Note that when the basis functions \(\theta _j\) are \(L_2\)-orthogonal, \(\Vert a(y^*)- a(\bar{y}_w)\Vert _{L_2(\Omega )}\) is equivalent to a (weighted) \(\ell _2\) norm of \(y^*-\bar{y}_w\).

4.3 Concluding Remarks

The affine or piecewise affine recovery scheme hinges on the ability to approximate a solution manifold effectively by linear or affine spaces, globally or locally. As explained earlier this is true for problems of elliptic or parabolic type that may include convective terms as long as they are dominated by diffusion.
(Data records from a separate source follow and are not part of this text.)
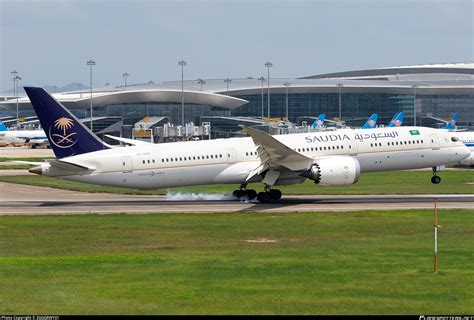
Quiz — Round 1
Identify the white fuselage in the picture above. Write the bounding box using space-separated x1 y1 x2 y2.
0 129 48 145
42 126 469 189
452 131 474 166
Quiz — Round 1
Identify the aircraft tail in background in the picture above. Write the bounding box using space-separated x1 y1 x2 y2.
441 113 458 131
0 121 8 132
387 112 404 127
310 114 326 129
361 114 378 129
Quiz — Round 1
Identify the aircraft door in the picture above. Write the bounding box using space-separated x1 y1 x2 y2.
121 156 133 173
226 148 237 164
430 134 440 150
348 139 358 156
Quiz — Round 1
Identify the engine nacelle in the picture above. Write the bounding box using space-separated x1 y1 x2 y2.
301 157 361 186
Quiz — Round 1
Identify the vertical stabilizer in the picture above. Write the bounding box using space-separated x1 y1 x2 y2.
24 87 109 159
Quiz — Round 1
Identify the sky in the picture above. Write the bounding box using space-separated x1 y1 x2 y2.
1 0 473 91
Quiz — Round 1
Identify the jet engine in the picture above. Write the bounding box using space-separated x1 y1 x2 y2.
300 156 361 186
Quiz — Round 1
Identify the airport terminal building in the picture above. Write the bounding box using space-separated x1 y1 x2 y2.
1 62 473 138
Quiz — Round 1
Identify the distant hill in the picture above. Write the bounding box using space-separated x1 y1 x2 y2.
3 83 89 94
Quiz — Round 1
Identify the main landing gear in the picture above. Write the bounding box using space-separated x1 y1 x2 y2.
233 184 257 200
431 166 441 184
256 185 282 203
232 184 282 202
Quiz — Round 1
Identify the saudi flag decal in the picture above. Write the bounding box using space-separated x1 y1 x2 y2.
409 129 420 135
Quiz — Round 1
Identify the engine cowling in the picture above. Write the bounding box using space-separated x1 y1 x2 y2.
301 157 361 186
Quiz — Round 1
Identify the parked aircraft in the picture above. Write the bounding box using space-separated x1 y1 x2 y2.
22 87 470 202
310 114 326 129
361 114 378 129
0 121 49 147
452 131 474 166
387 112 404 127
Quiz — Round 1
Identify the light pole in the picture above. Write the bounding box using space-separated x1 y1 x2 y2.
86 59 96 131
258 77 265 120
284 82 291 120
412 84 418 126
122 73 129 86
265 62 272 120
224 78 232 94
178 60 187 126
197 78 206 91
15 75 21 127
11 71 18 126
337 83 343 121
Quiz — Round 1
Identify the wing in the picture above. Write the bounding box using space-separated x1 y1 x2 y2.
240 126 313 172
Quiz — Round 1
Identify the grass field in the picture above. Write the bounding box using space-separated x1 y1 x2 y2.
1 210 473 314
0 169 472 195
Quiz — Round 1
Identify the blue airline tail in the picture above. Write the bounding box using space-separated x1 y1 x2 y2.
24 87 109 159
361 113 378 129
441 113 458 130
311 114 326 129
0 121 8 131
387 112 404 127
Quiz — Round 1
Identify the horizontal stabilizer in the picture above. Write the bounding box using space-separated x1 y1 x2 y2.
48 159 93 173
105 135 152 146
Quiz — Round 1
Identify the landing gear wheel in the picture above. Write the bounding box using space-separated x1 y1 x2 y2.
269 189 282 200
257 192 272 203
245 189 257 200
233 189 245 198
431 176 441 184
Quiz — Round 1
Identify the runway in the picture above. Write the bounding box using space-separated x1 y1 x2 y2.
0 182 472 215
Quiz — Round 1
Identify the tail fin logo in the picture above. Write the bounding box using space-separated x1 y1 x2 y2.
368 120 376 127
48 117 78 148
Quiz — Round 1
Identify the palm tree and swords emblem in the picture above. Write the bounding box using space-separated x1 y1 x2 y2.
49 117 78 148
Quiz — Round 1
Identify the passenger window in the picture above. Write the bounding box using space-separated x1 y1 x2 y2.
142 160 145 164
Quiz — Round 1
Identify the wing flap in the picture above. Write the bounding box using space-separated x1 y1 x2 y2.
241 126 313 171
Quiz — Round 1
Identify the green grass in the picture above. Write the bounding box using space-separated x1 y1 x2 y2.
0 170 472 195
0 210 473 314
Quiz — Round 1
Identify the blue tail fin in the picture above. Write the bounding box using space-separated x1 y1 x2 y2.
387 112 404 127
442 113 458 130
0 121 8 132
311 114 326 129
24 87 109 159
362 113 378 129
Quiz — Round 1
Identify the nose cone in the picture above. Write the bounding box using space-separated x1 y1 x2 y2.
458 145 471 161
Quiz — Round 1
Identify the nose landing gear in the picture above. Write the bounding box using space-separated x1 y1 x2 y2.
431 166 441 184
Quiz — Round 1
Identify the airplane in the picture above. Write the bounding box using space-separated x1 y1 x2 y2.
310 114 326 129
451 131 474 166
387 112 404 127
21 87 470 203
433 113 459 131
0 120 49 148
361 114 378 129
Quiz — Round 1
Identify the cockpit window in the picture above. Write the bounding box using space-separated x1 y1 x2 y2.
451 137 459 142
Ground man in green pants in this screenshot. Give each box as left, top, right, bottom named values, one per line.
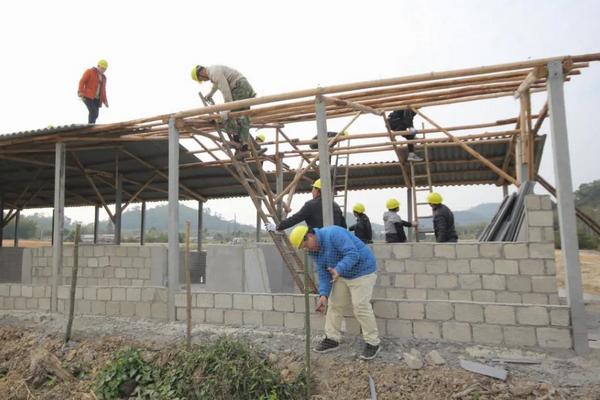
left=191, top=64, right=264, bottom=159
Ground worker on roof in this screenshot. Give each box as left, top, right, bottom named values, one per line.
left=289, top=224, right=380, bottom=360
left=387, top=108, right=422, bottom=162
left=191, top=64, right=257, bottom=160
left=78, top=59, right=109, bottom=124
left=383, top=198, right=416, bottom=243
left=427, top=192, right=458, bottom=243
left=349, top=203, right=373, bottom=244
left=265, top=179, right=346, bottom=232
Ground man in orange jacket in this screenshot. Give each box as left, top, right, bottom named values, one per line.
left=78, top=59, right=109, bottom=124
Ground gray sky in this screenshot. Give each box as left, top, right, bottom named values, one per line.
left=1, top=0, right=599, bottom=226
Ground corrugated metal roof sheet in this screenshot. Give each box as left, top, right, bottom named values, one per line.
left=0, top=124, right=89, bottom=140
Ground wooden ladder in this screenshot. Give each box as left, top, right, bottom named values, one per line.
left=332, top=134, right=351, bottom=219
left=409, top=128, right=434, bottom=241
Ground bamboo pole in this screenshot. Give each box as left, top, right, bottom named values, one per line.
left=65, top=223, right=80, bottom=343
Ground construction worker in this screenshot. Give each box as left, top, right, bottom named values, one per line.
left=383, top=198, right=416, bottom=243
left=78, top=59, right=109, bottom=124
left=289, top=225, right=380, bottom=360
left=254, top=131, right=268, bottom=156
left=191, top=64, right=256, bottom=159
left=428, top=192, right=458, bottom=243
left=387, top=108, right=422, bottom=162
left=348, top=203, right=373, bottom=244
left=266, top=179, right=346, bottom=232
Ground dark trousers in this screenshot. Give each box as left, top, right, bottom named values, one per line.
left=83, top=97, right=101, bottom=124
left=402, top=131, right=416, bottom=153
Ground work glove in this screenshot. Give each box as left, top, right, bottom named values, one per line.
left=408, top=127, right=417, bottom=135
left=219, top=110, right=229, bottom=121
left=264, top=222, right=277, bottom=232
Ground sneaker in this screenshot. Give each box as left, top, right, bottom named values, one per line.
left=407, top=152, right=423, bottom=162
left=359, top=343, right=380, bottom=360
left=313, top=337, right=340, bottom=354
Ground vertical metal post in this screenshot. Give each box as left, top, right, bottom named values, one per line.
left=406, top=188, right=413, bottom=241
left=167, top=117, right=180, bottom=321
left=13, top=209, right=20, bottom=247
left=315, top=95, right=334, bottom=226
left=547, top=60, right=588, bottom=354
left=0, top=195, right=4, bottom=247
left=140, top=200, right=146, bottom=245
left=197, top=201, right=203, bottom=251
left=114, top=174, right=122, bottom=245
left=52, top=142, right=66, bottom=312
left=93, top=205, right=99, bottom=244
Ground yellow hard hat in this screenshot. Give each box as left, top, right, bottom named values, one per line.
left=312, top=179, right=321, bottom=189
left=353, top=203, right=365, bottom=213
left=427, top=192, right=443, bottom=205
left=256, top=132, right=266, bottom=142
left=386, top=198, right=400, bottom=210
left=289, top=226, right=309, bottom=249
left=191, top=65, right=200, bottom=82
left=97, top=59, right=108, bottom=69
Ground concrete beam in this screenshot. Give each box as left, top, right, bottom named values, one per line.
left=315, top=95, right=334, bottom=226
left=167, top=117, right=180, bottom=321
left=51, top=142, right=66, bottom=312
left=93, top=205, right=99, bottom=244
left=114, top=174, right=122, bottom=245
left=197, top=201, right=203, bottom=251
left=13, top=209, right=20, bottom=247
left=140, top=200, right=146, bottom=246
This may however no longer be the case when dealing with pure transport equations or models involving strongly dominating convection.

An interesting alternative would then be to adopt a stochastic model according to (2.27) and (2.28) that allows one to view the construction of the recovery map as a regression problem. In particular, when dealing with transport models, a natural candidate for parametrizing a reduced model are deep neural networks. However, properly adapting the architecture, regularization and training principles pose wide open questions addressed in current work in progress.